Financial cooperatives represent one sector in which the tariff threat has served to accelerate an established trend of consolidation and growth. Over the last 30 years, the universe of Canadian credit unions has seen a rash of mergers and acquisitions that have enabled institutions to pool resources and invest in the technologies required to compete with the bigger banks.
Because of the digital transformation, there are enormous centralization tendencies.
– Rafael Ziegler, Associate Professor, HEC Montréal
In this period, the total number of credit unions in Canada has contracted considerably, shrinking from 1,421 in 1989 to only 184 last year. Meanwhile, the volume of assets they manage has increased tenfold, reaching roughly $315 billion in 2024.
Now, as the federal government works to break down interprovincial trade barriers, the Canadian Credit Union Association is lobbying to facilitate these mergers and acquisitions, particularly between unions in different provinces. As matters currently stand, credit unions that are provincially incorporated have trouble retaining members who move to or do business in other provinces.

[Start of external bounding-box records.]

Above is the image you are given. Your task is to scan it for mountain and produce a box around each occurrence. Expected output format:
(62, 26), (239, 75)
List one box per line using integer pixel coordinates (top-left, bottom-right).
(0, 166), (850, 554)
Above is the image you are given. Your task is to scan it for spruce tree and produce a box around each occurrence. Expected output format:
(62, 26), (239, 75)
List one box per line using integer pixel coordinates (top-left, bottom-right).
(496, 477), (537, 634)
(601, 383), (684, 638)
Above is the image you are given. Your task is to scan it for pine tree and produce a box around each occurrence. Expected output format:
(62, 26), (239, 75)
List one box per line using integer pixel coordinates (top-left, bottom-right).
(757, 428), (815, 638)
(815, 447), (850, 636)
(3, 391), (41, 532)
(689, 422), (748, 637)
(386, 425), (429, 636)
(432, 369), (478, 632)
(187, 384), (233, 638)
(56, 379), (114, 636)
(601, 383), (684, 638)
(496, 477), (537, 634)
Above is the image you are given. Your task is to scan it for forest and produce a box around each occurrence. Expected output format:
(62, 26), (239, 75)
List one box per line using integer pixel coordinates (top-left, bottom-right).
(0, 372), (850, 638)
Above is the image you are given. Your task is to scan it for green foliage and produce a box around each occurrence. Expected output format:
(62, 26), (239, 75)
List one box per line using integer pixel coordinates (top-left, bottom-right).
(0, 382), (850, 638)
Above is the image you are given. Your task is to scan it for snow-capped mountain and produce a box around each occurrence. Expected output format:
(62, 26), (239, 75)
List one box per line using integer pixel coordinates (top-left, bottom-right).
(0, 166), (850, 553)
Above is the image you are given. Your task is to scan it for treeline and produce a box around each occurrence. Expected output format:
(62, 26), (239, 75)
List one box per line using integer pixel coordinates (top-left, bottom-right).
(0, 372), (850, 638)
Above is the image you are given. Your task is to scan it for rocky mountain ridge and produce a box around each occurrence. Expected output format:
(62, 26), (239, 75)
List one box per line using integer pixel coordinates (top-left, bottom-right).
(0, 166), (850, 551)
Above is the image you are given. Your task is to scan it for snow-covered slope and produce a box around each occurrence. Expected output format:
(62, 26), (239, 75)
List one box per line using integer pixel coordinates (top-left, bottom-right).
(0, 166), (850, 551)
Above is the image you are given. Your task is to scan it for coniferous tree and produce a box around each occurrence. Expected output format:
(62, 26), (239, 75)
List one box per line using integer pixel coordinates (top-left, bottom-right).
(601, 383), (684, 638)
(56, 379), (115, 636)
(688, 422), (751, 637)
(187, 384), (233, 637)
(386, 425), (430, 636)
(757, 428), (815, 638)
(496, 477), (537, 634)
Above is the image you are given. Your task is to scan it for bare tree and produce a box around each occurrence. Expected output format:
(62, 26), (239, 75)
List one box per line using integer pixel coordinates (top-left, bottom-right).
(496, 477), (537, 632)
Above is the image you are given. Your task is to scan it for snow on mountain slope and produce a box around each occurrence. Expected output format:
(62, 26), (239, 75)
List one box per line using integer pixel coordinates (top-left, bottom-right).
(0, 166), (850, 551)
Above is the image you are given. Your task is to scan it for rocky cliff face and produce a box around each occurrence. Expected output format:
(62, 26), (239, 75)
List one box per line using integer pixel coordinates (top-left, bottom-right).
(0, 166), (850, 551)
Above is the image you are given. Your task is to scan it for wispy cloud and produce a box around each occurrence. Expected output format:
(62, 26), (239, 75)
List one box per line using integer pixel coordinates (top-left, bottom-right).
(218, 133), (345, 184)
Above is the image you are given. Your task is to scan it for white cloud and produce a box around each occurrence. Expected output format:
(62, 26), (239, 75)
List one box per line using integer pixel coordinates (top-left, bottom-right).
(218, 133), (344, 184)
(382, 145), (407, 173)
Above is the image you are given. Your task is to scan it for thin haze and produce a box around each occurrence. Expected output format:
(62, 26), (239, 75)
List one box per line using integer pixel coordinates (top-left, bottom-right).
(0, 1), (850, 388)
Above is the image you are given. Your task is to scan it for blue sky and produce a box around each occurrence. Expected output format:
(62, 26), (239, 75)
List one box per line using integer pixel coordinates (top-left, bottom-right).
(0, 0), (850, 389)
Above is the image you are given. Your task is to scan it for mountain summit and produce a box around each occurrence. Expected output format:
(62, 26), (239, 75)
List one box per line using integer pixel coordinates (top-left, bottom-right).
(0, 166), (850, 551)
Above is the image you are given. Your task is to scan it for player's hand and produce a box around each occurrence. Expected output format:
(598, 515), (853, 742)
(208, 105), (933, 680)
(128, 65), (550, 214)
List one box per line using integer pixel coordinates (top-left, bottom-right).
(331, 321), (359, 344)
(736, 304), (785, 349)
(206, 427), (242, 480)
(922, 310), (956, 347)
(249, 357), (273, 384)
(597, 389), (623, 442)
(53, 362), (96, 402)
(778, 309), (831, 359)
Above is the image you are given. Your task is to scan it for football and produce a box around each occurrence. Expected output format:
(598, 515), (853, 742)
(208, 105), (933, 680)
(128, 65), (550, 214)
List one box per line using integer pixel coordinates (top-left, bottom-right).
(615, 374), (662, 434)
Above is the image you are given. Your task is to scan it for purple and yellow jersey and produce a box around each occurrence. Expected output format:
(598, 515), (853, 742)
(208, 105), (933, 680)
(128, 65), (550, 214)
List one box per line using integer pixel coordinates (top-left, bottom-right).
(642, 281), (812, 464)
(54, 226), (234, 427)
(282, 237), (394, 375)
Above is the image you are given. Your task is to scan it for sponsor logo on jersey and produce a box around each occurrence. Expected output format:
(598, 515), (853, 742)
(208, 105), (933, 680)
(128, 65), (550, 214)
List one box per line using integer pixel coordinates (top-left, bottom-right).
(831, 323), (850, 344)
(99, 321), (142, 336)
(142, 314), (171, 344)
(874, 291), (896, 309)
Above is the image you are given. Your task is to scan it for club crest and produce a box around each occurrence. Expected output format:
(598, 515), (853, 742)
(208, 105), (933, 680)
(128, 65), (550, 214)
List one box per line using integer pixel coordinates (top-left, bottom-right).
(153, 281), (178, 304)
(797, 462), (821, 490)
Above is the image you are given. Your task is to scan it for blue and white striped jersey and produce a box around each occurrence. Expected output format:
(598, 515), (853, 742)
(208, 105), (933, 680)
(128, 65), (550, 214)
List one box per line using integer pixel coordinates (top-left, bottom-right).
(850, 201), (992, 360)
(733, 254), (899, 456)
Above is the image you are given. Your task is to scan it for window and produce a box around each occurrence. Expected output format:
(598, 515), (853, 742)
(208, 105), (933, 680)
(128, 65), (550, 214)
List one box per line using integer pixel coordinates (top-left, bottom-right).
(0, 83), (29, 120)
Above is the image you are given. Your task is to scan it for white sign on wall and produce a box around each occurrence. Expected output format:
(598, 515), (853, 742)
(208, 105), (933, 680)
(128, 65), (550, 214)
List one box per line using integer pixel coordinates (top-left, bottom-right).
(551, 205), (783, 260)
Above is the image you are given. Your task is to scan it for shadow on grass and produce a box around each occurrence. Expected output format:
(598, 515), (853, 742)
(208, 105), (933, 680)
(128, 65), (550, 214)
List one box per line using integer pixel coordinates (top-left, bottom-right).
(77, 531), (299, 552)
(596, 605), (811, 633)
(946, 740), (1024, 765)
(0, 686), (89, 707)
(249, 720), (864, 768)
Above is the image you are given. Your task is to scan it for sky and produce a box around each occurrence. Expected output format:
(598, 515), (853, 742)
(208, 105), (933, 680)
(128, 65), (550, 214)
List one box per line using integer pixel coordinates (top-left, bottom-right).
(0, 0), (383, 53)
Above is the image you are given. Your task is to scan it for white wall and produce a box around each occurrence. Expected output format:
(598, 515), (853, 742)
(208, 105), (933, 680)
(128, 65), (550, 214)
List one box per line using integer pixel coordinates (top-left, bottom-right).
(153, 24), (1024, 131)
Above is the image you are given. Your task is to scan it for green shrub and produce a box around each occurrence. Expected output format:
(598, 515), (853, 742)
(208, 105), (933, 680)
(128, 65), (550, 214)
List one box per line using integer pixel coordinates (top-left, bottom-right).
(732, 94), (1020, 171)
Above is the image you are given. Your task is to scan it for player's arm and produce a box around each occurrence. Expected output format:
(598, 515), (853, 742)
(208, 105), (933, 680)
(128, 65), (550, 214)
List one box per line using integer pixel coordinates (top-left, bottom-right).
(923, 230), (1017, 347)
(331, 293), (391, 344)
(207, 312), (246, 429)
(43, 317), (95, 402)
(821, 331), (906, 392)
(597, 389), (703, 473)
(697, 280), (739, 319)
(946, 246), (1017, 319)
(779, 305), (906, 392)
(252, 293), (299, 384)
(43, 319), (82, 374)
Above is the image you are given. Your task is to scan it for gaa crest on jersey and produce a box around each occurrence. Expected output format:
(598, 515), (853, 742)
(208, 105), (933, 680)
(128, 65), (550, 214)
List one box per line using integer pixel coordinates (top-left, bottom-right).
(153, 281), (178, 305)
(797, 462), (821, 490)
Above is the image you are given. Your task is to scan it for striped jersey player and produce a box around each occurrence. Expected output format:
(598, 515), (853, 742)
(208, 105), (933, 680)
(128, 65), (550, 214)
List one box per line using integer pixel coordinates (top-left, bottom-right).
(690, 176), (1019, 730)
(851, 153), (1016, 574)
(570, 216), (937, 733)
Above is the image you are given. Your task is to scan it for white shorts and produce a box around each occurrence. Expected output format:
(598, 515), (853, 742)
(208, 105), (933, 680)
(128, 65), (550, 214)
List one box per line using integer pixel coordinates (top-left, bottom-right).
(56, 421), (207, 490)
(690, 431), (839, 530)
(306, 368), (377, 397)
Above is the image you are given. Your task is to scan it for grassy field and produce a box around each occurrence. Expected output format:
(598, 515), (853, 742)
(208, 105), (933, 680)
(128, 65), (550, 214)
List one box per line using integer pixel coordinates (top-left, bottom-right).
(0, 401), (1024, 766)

Being able to operate interprovincially, or to join forces with federal credit unions, would vastly expand the appeal and reach of many credit unions. In the last year, Conexus has announced a merger with two other Saskatchewan credit unions, which will take effect in January, and Van City has entered merger discussions with fellow B.C. credit union First Union.
Extending the local edge
A traditional strength of credit unions like Desjardins is that they have a lot of local branches and are very present in their home regions, says Rafael Ziegler, director of the Institut international des coopératives Alphonse-et-Dorimène-Desjardins at HEC Montréal. “They have a competitive advantage due to proximity,” he says. “The idea is that [credit unions] know their customers better because they’re there, which creates a kind of reciprocity that other financial institutions don’t have to the same extent.”
But this advantage deteriorates as more banking moves online. “Because of the digital transformation, there are enormous centralization tendencies,” Ziegler observes.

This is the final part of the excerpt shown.